En jouant aux apprentis sorciers, les islamistes sont responsables de l’actualité terroriste qui ensanglante le pays, des maquis en insurrection à la campagne aux bombes humaines et attentats suicides en ville. Le peuple tunisien ne supporte pas cette situation. Il soutient la révolte du corps de sécurité que le pouvoir islamiste ne lui a pas donné les moyens d’affronter le péril qui menace l’intégrité du pays, qui met l’Etat au bord de l’effondrement (comme le démontre Ali Mezghani). Mais il semble que l’effondrement de l’Etat est désiré par les islamistes. Ainsi, à partir d’une telle table-rase, leur serait-il aisé de refonder un Etat selon les principes de la hakamiyya théorisée par leurs idéologues fétiches, l’Egyptien Sayyid Qutb et le Pakistanais Abul ‘Alâ Mawdûdî, lesquels sont les phares qui continuent d’éclairer leur espace mental.

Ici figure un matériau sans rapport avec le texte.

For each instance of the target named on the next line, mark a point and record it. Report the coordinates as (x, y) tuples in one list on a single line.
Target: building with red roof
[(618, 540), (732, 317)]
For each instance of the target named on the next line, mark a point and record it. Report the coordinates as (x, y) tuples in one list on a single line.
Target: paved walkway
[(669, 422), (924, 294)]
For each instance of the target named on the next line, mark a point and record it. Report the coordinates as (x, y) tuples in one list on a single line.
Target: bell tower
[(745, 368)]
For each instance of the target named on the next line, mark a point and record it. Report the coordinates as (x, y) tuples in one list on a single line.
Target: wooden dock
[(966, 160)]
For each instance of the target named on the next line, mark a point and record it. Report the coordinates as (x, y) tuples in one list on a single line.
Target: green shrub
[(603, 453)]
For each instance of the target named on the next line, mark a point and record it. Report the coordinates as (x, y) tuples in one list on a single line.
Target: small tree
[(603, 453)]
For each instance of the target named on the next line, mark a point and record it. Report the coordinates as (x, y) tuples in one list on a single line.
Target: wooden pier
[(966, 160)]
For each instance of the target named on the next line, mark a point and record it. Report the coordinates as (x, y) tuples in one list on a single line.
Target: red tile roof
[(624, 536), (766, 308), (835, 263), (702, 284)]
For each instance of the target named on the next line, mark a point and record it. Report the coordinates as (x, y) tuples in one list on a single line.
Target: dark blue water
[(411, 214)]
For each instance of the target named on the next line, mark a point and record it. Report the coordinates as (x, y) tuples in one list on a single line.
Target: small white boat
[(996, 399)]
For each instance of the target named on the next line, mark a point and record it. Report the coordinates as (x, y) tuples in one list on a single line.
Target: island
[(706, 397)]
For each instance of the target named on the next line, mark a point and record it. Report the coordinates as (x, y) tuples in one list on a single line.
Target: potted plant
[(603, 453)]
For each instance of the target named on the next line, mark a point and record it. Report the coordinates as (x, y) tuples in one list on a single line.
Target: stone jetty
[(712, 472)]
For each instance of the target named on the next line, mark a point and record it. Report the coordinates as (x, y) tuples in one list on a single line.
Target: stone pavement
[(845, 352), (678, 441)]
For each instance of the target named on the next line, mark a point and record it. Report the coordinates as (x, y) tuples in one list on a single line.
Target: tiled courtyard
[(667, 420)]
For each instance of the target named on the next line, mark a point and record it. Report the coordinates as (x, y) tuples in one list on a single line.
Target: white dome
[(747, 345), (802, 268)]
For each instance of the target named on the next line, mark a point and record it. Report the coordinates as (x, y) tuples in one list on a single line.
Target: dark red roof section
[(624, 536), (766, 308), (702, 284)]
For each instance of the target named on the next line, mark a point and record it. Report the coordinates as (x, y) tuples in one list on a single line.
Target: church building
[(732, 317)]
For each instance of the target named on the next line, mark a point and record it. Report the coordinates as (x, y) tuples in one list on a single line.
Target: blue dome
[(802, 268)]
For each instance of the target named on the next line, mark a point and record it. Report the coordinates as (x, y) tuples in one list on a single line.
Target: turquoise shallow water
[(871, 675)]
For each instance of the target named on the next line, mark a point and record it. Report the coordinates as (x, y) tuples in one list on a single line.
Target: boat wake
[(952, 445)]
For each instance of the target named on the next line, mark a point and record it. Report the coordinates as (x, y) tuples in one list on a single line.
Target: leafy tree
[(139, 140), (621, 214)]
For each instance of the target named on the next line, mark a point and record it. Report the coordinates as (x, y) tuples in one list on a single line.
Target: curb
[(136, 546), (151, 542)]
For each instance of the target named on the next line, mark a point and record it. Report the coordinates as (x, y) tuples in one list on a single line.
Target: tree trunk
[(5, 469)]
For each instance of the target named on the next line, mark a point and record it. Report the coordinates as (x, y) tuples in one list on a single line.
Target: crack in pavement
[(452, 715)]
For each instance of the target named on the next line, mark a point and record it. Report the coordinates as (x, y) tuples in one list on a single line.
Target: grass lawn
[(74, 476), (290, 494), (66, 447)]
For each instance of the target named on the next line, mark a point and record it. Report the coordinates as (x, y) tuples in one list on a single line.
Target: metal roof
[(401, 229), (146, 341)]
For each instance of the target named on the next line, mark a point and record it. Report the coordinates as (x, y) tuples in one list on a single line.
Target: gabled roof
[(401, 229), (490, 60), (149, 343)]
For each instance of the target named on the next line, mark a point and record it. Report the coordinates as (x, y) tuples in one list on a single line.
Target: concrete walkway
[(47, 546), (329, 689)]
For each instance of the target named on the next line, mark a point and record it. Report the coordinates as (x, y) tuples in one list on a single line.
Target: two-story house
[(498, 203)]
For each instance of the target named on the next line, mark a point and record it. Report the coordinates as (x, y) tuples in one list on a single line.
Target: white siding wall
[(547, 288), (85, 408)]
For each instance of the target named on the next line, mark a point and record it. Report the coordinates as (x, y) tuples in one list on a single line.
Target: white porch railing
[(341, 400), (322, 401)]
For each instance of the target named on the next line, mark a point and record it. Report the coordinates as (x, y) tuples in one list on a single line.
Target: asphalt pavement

Le président Marzouki n’a rien vu de tout cela. Là réside une cécité coupable. Il paie cher aujourd’hui son alliance mal négociée avec les islamistes. De concert et en chœur avec les forces de sécurité soutenues par la conscience citoyenne, le peuple lui lance en pleine face : « Dégage ! » Car il a été le faire-valoir international du « mensonge islamiste » (l’expression est de Hamadi Redissi), celui qu’ils ont proféré lorsqu’ils ont déclaré urbi et orbi leur mue démocratique, démentie par les faits qu’ils ont produit comme acteurs de la scène politique.
Et je ne cesse de me demander pourquoi le président Marzouki persiste dans son erreur. S’est-il trompé à la hauteur du concept au point de demeurer convaincu de l’analyse qui l’a conduit à l’alliance islamiste ? Ou s’est-il laissé leurrer, berner même, emporté qu’il fût par la griserie du pouvoir et l’éblouissement que procurent les ors de la République ?
Dans l’un comme dans l’autre cas, après une belle entrée dans l’histoire, le président Marzouki sera amené à en sortir par la porte de service après avoir usé ses habits pour si peu de gloire.